Permalink to Craig Wright Says Bitcoin SV Targets Enterprise Solutions to Spark Major Adoption: Tom Lee Crypto Edition

In a sweeping interview on the creation of Bitcoin and the purpose of Bitcoin SV, the ninth-largest cryptocurrency by market cap, Bitcoin bull Thomas Lee, head researcher at Fundstrat Globabl Advisors and the host of 3 Points TV, sits down with BSV supporters Craig Wright and Jimmy Nguyen to explore their views on how the ecosystem will eventually attract billions of users.
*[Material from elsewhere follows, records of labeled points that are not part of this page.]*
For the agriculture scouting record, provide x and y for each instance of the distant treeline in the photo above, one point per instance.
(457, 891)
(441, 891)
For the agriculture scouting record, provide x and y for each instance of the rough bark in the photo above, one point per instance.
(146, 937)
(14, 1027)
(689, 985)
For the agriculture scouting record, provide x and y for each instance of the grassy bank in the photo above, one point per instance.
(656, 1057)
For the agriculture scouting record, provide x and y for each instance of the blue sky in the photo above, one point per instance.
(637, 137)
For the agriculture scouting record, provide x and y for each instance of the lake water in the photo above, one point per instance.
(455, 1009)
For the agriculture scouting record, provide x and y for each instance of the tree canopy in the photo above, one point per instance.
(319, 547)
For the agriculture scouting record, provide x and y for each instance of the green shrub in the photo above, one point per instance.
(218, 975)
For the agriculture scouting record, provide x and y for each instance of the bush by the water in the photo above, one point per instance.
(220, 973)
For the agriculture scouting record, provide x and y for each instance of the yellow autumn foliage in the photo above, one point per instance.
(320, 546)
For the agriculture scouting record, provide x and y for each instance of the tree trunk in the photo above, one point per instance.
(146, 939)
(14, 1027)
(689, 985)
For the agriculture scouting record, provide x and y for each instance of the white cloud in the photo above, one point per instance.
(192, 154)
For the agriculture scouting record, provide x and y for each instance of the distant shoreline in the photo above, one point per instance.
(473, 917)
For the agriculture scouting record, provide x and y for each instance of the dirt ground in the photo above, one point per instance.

Wright is the self-proclaimed inventor of Bitcoin and the president of nChain, a research and development company involved in Bitcoin and blockchain technologies. Together with Nguyen, head of the new global Bitcoin Association, which is focused on Bitcoin SV, Wright says he’s positioning the digital asset to stimulate real adoption on the enterprise level and in terms of consumer payments.

According to Wright,

“When I first actually envisioned and created Bitcoin, the whole goal was to allow micro payments, to allow business use… A lot of people out there saw a different aspect of what was in Bitcoin. Right back from arguments I had online with people in 2008 where they were saying, ‘It’s not decentralized enough the way you want it.’ Basically, the original idea I had allowed business. It allowed commerce and that was really what it was about.”

But over the years, Wright says, various ambitions got tacked on, shifting the original premise from a peer-to-peer payment system to something else.

“A lot of people have this other idea of anti-Wall Street, of anti-finance, and they want to have everyone having their own node, and all this sort of stuff. So it’s really become the battle of my original design versus some alternative design, then coupled with this overlay of ‘digital gold’ or something.”

To attract enterprises that can trigger major network effects, Wright says they’ve been working on solutions such as EDI (electronic data interchange), to automate entire supply chains, drastically reducing the cost of business.

Says Wright,

“If you can reduce the cost of business, then people don’t really see the plumbing but it has a massive on-flow effect.”